Why would you know them? If this were 1965, you were going to live in that house the rest of your life, and they were going to live in that house the rest of their lives right next door and so it only made sense to get to know them. But today, both you and they are only here temporarily until it becomes time to move away in 4 years when you job-hop for that raise. Will you even live in the same state afterwards? Maybe at the next place you'll settle down and stay long enough to put forth the effort, but for now you're as much a migrant as any Dust Bowl Okie.

Even just 6 or 7 years ago younger coworkers were adamant that renting was the way to go, because they didn't want to be tied down to a house that they'd have to sell in a hurry when they inevitably moved away for a new job.

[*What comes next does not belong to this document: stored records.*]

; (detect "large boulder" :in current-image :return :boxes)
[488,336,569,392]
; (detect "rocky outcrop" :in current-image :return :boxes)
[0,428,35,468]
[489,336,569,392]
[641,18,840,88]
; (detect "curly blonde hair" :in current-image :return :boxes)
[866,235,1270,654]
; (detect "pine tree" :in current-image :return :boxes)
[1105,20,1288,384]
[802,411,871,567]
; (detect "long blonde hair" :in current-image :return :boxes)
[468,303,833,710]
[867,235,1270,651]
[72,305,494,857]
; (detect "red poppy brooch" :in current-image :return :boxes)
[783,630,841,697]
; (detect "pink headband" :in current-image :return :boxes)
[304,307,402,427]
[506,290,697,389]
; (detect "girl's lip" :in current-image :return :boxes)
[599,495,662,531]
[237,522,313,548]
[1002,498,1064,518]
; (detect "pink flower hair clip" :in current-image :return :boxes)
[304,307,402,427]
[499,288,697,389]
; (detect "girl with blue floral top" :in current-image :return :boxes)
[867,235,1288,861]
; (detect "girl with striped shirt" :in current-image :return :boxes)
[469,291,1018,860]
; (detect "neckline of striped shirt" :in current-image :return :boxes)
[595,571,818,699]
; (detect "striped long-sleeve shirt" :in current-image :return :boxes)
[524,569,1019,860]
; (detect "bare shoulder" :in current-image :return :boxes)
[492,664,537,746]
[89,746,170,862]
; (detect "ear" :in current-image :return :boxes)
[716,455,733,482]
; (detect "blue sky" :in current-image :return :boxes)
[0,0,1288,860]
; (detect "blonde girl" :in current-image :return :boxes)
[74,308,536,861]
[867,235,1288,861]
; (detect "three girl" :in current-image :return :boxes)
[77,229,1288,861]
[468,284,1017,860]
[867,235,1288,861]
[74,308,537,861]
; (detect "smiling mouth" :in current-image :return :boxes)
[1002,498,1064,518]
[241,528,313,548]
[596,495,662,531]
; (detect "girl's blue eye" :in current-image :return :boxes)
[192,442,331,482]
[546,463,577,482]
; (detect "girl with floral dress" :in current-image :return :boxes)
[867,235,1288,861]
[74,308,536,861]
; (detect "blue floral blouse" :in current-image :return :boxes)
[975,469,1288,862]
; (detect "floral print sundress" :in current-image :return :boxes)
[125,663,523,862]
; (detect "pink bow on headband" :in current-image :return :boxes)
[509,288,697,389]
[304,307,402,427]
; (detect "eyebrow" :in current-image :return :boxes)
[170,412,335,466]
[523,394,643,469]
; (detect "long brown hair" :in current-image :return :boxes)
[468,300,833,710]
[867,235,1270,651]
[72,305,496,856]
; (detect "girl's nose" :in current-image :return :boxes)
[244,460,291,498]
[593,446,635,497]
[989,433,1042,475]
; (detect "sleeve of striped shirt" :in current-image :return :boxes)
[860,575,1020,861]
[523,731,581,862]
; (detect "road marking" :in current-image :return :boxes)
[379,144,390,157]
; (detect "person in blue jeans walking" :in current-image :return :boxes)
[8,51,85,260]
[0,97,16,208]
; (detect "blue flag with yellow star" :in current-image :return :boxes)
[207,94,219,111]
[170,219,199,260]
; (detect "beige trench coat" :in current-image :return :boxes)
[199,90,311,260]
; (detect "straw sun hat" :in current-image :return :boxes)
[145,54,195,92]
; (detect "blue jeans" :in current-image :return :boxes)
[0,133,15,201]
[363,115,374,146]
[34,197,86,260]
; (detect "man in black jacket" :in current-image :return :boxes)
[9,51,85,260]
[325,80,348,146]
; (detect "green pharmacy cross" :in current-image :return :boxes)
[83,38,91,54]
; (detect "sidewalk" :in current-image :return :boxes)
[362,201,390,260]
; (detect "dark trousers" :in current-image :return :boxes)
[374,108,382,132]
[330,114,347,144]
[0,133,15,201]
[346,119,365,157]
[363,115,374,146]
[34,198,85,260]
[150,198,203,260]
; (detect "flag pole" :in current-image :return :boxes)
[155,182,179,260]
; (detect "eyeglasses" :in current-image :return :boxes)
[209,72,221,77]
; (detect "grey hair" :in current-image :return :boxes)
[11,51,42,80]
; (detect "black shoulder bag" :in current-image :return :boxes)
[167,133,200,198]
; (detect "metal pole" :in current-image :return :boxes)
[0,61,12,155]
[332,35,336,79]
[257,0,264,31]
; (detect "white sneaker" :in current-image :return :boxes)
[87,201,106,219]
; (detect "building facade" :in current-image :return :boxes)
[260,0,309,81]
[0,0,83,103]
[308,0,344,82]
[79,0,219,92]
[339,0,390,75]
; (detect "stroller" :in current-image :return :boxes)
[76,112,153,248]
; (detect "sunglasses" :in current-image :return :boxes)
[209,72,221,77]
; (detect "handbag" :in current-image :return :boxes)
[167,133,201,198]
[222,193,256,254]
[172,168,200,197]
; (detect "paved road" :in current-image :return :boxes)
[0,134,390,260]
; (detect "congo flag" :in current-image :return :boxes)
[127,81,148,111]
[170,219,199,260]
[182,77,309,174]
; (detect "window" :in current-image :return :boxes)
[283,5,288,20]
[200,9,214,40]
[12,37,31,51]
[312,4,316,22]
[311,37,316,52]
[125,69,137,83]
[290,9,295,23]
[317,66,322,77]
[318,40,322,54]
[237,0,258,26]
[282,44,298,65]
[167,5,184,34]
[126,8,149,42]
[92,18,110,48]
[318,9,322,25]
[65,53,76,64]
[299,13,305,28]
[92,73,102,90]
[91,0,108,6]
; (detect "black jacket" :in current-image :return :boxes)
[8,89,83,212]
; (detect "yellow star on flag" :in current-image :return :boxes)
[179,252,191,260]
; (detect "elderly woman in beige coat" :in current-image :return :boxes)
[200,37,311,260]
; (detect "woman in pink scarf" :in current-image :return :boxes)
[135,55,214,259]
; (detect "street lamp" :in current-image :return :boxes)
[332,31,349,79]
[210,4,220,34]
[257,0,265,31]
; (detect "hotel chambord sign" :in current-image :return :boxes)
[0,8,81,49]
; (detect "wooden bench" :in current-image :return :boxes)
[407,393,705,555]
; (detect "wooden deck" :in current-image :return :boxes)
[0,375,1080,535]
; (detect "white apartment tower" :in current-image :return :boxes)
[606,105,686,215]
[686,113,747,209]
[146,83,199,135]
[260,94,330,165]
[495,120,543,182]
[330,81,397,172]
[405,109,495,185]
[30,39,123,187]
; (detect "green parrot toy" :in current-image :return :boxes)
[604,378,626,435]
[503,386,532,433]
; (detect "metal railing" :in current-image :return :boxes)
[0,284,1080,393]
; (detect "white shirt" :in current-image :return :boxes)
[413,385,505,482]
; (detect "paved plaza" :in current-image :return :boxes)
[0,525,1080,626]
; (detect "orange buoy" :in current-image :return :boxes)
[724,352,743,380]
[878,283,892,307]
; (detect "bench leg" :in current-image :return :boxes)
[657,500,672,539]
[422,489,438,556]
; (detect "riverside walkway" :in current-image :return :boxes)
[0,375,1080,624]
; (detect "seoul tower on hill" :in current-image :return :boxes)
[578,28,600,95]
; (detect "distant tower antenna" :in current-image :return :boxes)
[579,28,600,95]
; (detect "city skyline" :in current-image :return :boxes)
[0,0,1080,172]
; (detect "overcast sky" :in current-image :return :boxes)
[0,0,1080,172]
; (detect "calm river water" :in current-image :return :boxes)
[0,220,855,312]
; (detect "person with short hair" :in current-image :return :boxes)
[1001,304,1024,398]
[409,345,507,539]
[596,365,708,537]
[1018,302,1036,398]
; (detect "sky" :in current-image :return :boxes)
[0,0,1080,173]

  • Americans are moving less frequently now than they were in 1965:

    Overall, when looking at both migration between U.S. states and within them, fewer Americans are moving each year. In 1948, the first year on record with the Census Bureau, more than 20 percent of the population moved in the past year. This had decreased to just 8.7 percent in 2022. While the share of Americans moving across state lines remained more stable, those moving within their state became much fewer, from between 15-17 percent of Americans per year in the 1950s and 1960s to results in the single digits in the new millennium.

    https://www.statista.com/chart/32135/share-of-movers-and-non...

    • Perhaps fewer move. But they definitely perceive it differently, especially the younger demographics. There are fewer young people each year too, as our population ages, so I'm not sure your statistics are particularly relevant to the group we're talking about... unless you were under the impression that all the nonagenarians were party animals or something.